With the cruise, a passport was left on the dock and a speedboat hired to catch us up – at the passenger’s cost.
I admire the staff who have to cope with these quirks of human behaviour. Everyone’s needs are usually catered for seamlessly.
Need twin beds? Check. Vegetarian menu? Check. Need a birthday cake? Sorted.
The pampering can even start at the front door, with a pick-up to take me – and my luggage – to the airport.
Walking out of the destination airport to be met by a tour leader and transport to your hotel, particularly after a long flight into a far-distant time zone, is a great feeling.
Any problems at check-in can be handed off to someone who is fully awake and knows all the details as well as being backed by the power of the tour company.
It’s lovely to know there is someone on hand for any request, even those well short of a full-blown emergency.
Get along to get along
I’ve been on group tours everywhere from Lapland to Tasmania and from Atacama to Zimbabwe. My very first was to Mexico City and my latest was to see tigers in India.

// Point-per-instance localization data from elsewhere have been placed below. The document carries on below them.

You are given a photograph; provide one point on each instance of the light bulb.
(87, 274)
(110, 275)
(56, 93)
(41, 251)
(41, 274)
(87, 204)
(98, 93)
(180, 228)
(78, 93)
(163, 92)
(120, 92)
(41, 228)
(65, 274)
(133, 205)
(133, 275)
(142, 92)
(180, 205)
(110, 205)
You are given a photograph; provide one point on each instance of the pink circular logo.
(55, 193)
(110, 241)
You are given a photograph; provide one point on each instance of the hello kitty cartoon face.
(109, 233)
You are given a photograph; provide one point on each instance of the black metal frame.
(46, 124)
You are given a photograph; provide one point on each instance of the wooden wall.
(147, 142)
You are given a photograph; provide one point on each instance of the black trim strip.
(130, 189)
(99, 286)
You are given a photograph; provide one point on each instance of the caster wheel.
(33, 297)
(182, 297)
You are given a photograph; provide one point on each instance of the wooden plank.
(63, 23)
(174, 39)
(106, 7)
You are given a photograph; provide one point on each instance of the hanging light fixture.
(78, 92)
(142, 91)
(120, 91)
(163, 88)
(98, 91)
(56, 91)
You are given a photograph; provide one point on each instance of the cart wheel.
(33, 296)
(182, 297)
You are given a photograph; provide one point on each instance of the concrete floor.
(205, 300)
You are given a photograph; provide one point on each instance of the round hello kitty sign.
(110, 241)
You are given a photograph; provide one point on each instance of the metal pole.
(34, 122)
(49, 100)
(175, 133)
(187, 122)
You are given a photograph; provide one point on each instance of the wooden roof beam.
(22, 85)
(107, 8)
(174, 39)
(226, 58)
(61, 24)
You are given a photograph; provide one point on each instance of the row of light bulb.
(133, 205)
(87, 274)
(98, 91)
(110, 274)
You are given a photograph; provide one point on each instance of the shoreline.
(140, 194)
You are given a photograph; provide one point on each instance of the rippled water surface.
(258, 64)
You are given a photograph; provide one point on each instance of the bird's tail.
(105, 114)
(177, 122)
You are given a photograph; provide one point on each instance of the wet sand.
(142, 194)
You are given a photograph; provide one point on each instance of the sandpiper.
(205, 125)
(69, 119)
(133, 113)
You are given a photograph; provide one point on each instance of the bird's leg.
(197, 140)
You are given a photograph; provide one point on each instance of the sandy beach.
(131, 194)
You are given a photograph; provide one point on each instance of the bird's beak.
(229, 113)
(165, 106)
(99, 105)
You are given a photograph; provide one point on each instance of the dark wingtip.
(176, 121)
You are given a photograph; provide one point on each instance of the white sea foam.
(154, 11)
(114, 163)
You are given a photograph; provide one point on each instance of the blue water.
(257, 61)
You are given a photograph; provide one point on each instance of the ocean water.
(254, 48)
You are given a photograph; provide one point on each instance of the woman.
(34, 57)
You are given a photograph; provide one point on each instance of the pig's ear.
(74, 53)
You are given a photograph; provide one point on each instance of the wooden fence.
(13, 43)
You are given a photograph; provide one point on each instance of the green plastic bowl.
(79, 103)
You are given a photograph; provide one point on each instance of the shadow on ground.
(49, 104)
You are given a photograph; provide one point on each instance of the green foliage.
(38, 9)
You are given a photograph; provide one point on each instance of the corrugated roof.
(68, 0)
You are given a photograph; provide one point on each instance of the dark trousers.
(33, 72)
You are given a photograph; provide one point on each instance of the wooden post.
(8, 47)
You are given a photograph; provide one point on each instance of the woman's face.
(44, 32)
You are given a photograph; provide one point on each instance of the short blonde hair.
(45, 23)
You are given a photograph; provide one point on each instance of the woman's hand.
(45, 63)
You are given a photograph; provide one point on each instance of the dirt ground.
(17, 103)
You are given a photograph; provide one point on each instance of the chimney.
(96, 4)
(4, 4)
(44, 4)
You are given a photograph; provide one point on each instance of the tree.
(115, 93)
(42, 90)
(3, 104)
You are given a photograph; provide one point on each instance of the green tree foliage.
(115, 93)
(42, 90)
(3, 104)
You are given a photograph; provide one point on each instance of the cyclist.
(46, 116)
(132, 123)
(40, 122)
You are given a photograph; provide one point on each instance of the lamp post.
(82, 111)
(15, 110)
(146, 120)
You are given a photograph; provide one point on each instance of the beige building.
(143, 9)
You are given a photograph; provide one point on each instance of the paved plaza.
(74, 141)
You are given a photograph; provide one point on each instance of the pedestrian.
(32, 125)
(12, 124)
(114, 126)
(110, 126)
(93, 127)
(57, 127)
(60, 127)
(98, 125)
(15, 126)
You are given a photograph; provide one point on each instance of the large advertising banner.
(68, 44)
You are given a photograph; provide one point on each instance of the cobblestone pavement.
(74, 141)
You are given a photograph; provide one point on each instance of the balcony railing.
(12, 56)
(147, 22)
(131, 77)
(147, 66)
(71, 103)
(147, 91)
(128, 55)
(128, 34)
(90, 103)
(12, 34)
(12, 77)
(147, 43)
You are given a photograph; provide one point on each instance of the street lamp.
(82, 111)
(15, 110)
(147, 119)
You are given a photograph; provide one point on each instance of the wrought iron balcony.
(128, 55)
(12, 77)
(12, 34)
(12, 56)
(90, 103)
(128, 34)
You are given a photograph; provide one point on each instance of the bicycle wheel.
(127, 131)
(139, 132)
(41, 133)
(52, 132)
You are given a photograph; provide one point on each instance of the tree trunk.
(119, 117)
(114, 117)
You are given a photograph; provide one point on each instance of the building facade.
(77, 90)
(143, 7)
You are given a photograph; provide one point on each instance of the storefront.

My favourite was a camping trip to Botswana but there have been none I did not like.
Botswana involved packing up a camp every morning and then setting it up at night. Although our guide was there to do it all by himself, a few of us pitched in to help. It meant we got on the road sooner and to bed earlier.
We started competing to see who could break down a camp bed quicker, or put it up the fastest. The novelty started to wear off towards the end of the eight-day trip but there was never any pressure to do it if it stopped being fun.
Some members of the group just used the time to write their diary or read their book. No one thought any the worse of them.
There have been people I did not like, although rarely. You develop an instinct as a social being that someone might rub you up the wrong way and in the closed setting of a holiday tour you know it’s best to avoid conflict.
That works both ways as I guess there might even be people who do not get along with me.
There is safety in numbers in the sense that for every person you do not like there is one you really do like, as well as a majority you get along with well enough to have a good time with.
I went to Dominican Republic with a group that bonded so well we are still in touch, years later.
We had a great time and remain friends, meeting up from time to time as we all live near London. Facebook allows me to stay in touch with international friends I have met on other trips.
Phone a friend
It’s worth bearing in mind that you can book your own group of friends and/or family on a tour.
Rather than struggle through the nightmare of getting everyone to agree to all the details, most of the decisions are taken out of your hands once you’ve decided on a destination.
"Point your friends at the itinerary, have them agree to sign up (and pay), and then hand off the responsibility to the professionals."
Pricing is taken care of, as everything can be covered up front. Everyone knows what it will cost, including flights and even food and drink if you decide to price that in.
Even better, one of you will often go free once you reach a certain number of participants. You can either split that saving between you all, or allow the person who did all the organising to travel for free.